Tuesday, January 17, 2012
The Ivy Gate by A.R. Kahler
Title: The Ivy Gate
Author: A.R. Kahler
Author Website: arkahler.com
Twitter: @ARKahler, @Smashwords
Rating: 3.5/5 stars
Katherine Townsend has been having visions. Nothing serious, just one minute she's in her life, and in the next blink, she's in a sun-filled meadow, and blink, she's back. They happen about once a week and that's that. She's been having them since her dad died two years ago and she won't tell anyone about them because she's pretty sure they'll think it's because of her dad. She lives in a factory town that is slowly dying at a coffee shop that has almost no customers. Her boyfriend left her. She still lives with her mom. Little does she know that she just has a couple of days to save the world. She is the child of two worlds that have been separated from ours through an ancient magic, and unless she can figure out keep the worlds from crashing back together again, everyone and everything she knows will be destroyed.
OK, I really wanted to like this book. I had a hard time deciding how to review The Ivy Gate, only because I did enjoy reading it, I just felt there was a lot of room for growth. Kahler's writing is really beautiful and quite vivid and he has some great imagery, but... Well, too many times he tries to use unique sentence breaks and structures to create a sense of break in Katherine's thinking and time due to the visions that in some cases it became hard to follow what he was trying to convey. Add that to the number of typos in the book and I kept finding myself pulled out of the story.

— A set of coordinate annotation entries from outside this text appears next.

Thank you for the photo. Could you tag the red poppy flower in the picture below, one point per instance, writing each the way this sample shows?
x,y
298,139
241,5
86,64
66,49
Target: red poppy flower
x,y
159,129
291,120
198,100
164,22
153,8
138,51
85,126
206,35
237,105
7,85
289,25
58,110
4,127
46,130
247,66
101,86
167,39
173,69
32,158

There is also the basis of the story that I found very confusing. Katherine has a blue eye and a green eye, and this is because once upon a time there were two races on Earth before humans, the blue-eyed Erenfell and the green-eyed Til'Dara. The Til'dara were magical and the Erenfell were more scientific. Each race has a different history and mythology, but basically they were at war with each other and the Erenfell separated the planes of existence to keep the Til'Dara from destroying everything. This is where I became confused; it was never made abundantly clear how many planes of existence were made. I had the initial impression that there were two, but later it was mentioned that there were three, which made more sense with the story. It all seemed very vague. Maybe it was supposed to be, but it felt too vague for me. Or maybe I just missed something in the reading, but needless to say, I found myself more confused than not during my reading.
The book is perhaps too short, as well. By the time I was halfway through, I was already hoping that this was book one of two, if not a series, as there seemed far too much going on to wrap up everything before the of the book. Kahler did wrap everything up, and did it in a reasonable manner, but I think the book would benefit greatly if it was longer. It just seemed to me that Katherine, who started out the book with no prior knowledge of the existence of the other races and then found out she had mere days to save the world with no information from either side on how to do it, gained far too much knowledge far too quickly. I know there is a need for the suspension of disbelief in a fantasy novel, even one I would consider urban fantasy, but this just seemed to require too much of a suspension. I would like to see Kahler revisit this story someday, later in his writing career, and expand on this idea. It's a great idea, don't get me wrong, but I think it would be even better if he took time to nurture it and let it grow a little, along with his writing technique. I'll definitely be looking for more from Kahler in the future.